Florida Polytechnic University professor Ajeet Kaushik won the prestigious Universal Scientific Education Research Network (USERN) Prize and named a laureate in the field of biological sciences during the group’s fourth annual congress on Nov. 8 in Budapest, Hungary.
Kaushik’s work centers on detecting and treating diseases in an easy, accessible, and precise manner through the use of nanomaterials for biosensing and medicine.
USERN is a non-governmental, non-profit organization and network dedicated to non-military scientific advances that works to exploring science beyond international borders.
“I was speechless for a while,” said Kaushik, an assistant professor of chemistry at Florida Polytechnic University.
Kaushik did not attend the awards ceremony in person but submitted a video to be played at the event. He was among hundreds of scientists vying for the prize and one of only five people recognized in various areas of study.
Kaushik’s project, Nano-Bio-Technology for Personalized Health Care, focuses on using nanomaterials to create biosensors that can detect disease markers even at very low levels.
“Biosensing is not a new concept, but now we are making devices that are smarter and more capable,” Kaushik said.
Kaushik’s work could be applied to things like the recent Zika Virus that affected pregnant women and their unborn babies by causing microcephaly in some babies, a condition that causes the infant’s head to be smaller than normal.
“There was a demand to have a system that could detect the virus protein at a very low level, but there was no device. There was no diagnostic system,” he said.
Kaushik developed a smart Zika sensor that could detect the disease at low levels.

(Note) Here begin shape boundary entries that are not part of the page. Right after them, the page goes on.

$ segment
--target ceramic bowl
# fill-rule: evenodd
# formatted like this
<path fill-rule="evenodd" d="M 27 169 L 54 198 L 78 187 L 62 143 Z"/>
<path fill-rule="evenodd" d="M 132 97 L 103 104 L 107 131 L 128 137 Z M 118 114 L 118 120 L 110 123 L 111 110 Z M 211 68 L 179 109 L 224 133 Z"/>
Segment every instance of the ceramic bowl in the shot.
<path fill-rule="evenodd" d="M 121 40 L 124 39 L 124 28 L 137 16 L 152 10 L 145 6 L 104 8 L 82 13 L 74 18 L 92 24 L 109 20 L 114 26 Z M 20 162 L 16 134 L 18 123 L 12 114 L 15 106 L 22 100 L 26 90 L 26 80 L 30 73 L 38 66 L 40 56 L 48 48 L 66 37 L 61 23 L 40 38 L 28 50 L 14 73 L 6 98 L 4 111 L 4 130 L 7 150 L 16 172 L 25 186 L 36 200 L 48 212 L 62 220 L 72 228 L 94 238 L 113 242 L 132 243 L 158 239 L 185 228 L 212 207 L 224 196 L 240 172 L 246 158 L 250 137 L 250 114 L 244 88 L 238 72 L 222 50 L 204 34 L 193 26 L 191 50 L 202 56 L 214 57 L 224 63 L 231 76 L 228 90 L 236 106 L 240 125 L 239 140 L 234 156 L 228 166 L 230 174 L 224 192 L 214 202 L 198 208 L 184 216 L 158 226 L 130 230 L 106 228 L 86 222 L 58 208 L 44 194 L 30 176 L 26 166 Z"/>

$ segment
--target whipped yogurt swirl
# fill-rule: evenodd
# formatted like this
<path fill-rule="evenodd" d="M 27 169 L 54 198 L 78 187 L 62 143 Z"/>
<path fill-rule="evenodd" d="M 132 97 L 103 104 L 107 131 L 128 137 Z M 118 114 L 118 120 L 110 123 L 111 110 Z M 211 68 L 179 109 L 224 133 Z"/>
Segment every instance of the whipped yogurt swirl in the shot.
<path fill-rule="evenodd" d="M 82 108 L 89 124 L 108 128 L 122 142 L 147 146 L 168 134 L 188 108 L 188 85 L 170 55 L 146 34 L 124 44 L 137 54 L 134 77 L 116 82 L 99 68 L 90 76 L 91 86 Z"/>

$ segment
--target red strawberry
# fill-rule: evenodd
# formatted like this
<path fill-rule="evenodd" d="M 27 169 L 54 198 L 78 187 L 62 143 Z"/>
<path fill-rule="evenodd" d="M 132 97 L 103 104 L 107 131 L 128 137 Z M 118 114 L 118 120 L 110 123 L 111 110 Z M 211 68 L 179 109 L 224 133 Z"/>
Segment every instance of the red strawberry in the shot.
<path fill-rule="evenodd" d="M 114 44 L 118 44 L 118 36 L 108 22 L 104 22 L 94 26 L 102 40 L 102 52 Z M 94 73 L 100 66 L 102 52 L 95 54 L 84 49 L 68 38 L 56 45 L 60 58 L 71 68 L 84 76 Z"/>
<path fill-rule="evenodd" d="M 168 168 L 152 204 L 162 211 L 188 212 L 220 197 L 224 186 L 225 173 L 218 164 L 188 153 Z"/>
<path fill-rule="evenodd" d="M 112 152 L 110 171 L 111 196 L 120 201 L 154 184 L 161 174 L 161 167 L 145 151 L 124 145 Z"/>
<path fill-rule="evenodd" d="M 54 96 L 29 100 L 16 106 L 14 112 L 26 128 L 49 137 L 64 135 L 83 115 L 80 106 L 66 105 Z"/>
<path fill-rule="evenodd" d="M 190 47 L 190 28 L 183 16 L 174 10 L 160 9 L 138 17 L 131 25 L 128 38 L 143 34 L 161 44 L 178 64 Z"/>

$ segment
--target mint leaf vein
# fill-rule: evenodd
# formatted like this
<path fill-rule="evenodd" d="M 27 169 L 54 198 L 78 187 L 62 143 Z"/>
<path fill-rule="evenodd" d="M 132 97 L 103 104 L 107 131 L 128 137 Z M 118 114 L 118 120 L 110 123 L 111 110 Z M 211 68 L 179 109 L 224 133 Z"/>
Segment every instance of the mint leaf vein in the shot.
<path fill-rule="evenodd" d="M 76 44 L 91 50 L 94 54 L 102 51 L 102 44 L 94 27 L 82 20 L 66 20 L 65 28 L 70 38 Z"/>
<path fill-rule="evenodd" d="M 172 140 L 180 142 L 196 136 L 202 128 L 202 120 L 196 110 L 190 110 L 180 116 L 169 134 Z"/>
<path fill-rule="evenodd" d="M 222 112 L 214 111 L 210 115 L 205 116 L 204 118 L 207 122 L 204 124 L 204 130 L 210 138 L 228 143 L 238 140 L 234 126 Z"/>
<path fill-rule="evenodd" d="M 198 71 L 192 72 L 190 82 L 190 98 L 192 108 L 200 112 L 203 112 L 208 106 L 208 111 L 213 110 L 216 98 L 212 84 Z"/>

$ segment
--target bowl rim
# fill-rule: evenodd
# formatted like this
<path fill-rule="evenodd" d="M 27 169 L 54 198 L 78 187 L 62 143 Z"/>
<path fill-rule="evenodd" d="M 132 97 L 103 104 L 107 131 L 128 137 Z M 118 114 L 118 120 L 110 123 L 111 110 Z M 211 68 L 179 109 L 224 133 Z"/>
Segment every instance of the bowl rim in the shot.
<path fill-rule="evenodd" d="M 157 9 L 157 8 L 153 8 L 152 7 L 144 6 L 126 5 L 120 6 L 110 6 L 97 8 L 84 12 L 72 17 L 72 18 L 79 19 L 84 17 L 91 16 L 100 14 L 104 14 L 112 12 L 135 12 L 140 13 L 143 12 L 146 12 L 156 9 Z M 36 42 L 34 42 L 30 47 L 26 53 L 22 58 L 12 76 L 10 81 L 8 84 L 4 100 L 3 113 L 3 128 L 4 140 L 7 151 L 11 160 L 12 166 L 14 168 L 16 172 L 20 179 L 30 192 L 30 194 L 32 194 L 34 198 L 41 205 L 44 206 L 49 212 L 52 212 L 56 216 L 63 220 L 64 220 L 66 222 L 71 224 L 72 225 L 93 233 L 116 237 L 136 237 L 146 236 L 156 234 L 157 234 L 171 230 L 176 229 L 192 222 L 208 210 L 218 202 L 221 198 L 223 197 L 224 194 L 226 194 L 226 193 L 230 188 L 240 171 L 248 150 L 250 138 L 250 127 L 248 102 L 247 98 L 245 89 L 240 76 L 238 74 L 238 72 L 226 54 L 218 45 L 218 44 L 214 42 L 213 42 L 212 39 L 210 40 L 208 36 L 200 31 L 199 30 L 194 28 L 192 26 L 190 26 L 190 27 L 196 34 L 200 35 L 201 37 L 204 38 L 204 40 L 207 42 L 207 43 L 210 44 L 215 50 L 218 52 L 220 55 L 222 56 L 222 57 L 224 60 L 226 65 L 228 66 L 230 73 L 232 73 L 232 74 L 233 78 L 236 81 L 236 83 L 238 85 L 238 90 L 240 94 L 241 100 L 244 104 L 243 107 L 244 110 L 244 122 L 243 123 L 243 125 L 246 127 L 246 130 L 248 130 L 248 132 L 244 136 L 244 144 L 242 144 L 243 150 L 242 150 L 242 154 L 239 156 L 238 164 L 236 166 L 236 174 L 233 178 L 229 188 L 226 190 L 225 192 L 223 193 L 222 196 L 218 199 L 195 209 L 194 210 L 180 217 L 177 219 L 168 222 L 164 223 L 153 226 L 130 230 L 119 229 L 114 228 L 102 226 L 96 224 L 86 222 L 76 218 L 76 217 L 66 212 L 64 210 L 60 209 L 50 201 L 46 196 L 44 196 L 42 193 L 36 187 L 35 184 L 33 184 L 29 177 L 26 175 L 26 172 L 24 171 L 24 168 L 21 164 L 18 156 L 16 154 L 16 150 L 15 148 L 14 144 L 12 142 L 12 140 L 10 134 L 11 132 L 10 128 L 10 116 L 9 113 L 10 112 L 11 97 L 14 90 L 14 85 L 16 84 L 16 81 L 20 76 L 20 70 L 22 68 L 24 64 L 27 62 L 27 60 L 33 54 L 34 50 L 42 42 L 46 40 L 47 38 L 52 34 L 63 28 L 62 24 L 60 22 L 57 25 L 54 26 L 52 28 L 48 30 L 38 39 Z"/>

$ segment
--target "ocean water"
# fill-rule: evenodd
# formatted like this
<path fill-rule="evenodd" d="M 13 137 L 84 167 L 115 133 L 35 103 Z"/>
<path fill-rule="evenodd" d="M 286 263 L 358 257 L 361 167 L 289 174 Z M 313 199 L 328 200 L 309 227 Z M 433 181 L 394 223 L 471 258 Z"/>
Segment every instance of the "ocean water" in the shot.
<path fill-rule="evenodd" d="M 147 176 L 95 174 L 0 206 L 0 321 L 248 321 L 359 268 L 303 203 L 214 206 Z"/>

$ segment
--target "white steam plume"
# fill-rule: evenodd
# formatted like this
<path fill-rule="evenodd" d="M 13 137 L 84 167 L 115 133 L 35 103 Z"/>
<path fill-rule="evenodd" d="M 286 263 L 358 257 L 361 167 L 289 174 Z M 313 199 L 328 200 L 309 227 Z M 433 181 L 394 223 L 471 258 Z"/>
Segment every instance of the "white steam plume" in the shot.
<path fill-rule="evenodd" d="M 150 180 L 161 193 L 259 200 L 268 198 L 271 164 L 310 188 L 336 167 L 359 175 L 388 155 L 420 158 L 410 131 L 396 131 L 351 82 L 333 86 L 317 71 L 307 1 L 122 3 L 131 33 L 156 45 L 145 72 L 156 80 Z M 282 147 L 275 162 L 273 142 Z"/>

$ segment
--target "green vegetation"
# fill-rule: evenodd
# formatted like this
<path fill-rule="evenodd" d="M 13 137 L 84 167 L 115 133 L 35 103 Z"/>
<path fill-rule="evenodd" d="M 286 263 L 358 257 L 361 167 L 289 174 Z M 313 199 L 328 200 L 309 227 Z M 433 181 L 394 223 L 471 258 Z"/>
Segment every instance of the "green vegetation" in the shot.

“The kind of systems I’m focusing on can be customized in a way that we carry like a cell phone and do the tests wherever we need to do them,” he said.
Kaushik’s research on nanoparticles is also advancing efforts to precisely deliver medicine to a specific part of the body without affecting surrounding tissue or other parts of the body.
“The drugs we use now do not go only where they need to go, or sometimes they have side effects. We are treating one disease but creating other symptoms,” Kaushik said.
Kaushik is working on creating a drug that uses nanotechnology to carry the drug to a specific part of the body so its effects can be delivered where needed without affecting other parts of the body.
His work could be used to precisely target brain tumors or other difficult-to-treat conditions.
“My whole approach is using smart material science for better health for everybody, which is accessible to everybody everywhere,” Kaushik said.